Yeah. Prince was my major co-sign.
“IN ORDER TO MAKE SOMETHING MEANINGFUL, YOU HAVE TO COLLABORATE WITH A LOT OF PEOPLE, AND IT'S BIGGER THAN YOU.” - MELODY EHSANI
You’re one of the more recognizable women in streetwear. A lot of brands have come and gone. Where would you say that your endurance comes from?
It’s interesting. I interned at the NBA for a while, because I was trying to figure out my passion. I played basketball during high school, and I was really passionate about it. Something I learned at the NBA was that there’s a real difference between the players who feel that it’s their calling versus just what they do. For the players who ate, slept and breathed basketball, it wasn’t exactly effortless, but it was a gift, and they recognized it as such. Those players would volunteer for the after-game activities or charity-related stuff. They would always stay back and sign autographs. It’s about the game, not them.There’s a real difference between people who do what they feel called to do vs. people who work hard because they think that’s what they’re supposed to do. For me, design is just something. It’s my vehicle. It’s not who I am, it’s just my way of serving the world. It’s never really about the products, it’s about the movement and the message I’m trying to spread. The moment that vessel stops working, I’ll switch to something else.Melody is confident. A child of the late ‘80s and early ‘90s, she’s the fly girl entrepreneur. She designs for herself: her nails, jewelry and sneakers all reverberate from her personality. The ‘fit hits different when it’s custom made, and her smoldering demeanor accents it. On set, she poses with ease and doesn’t need direction in front of the camera.

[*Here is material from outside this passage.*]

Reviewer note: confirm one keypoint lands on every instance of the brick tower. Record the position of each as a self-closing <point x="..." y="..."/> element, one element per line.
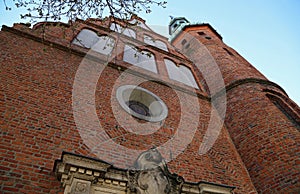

Do you remember your first pairs of Air Jordan 1s?
I do. I didn’t have my first pair until I was 17, which is really late in the game, because I could never afford them. I remember turning on the radio on and hearing about what was happening every time an Air Jordan dropped. I always coveted them, especially thinking that I could never have them.I’ll never forget, I was 17, and my friend took me to Melrose, which was poppin’ back then, especially for vintage stuff. You went there to get your vintage denim, and you would cut it into shorts; it was a whole thing. I found a pair of patent leather Air Jordan Is, the original colorway, for kids. They were on the rack, and I bought them. They were barely used, and I still have them actually.
Walk us through the inspiration and the direction of your Air Jordan I — the text on the midsole, the mismatching colors, watches, extra laces and more. What were you trying to make us feel with this design?
There’s a quote that I hand-wrote on the shoe from one of my best friends, Julie Burns-Walker. It says, “If you knew what you had was truly rare, you would never waste it.” That quote was really powerful to me when I heard it, because I think that we still don’t know what we truly are. We’re only aware of the surface of what we are — these physical beings — but I think there’s a lot more depth to who we are and what our bodies are able to do.I really wanted to plant this seed of limitlessness in people’s minds and the collective consciousness. We have to think bigger, because we are bigger. From a design perspective, the colorway is inspired by something I tried on my nails during a recent trip to Egypt. Those were my favorite nails that I’ve ever done, which says a lot, because I do my nails a lot. I chose the color combinations from my nails.
Talk about coordination. What about the watches?
The watches on the shoe are just a symbol of time. I always talk about how things are timeless, or that the time is now. I just love references to time, and I thought that this message could be open to interpretation.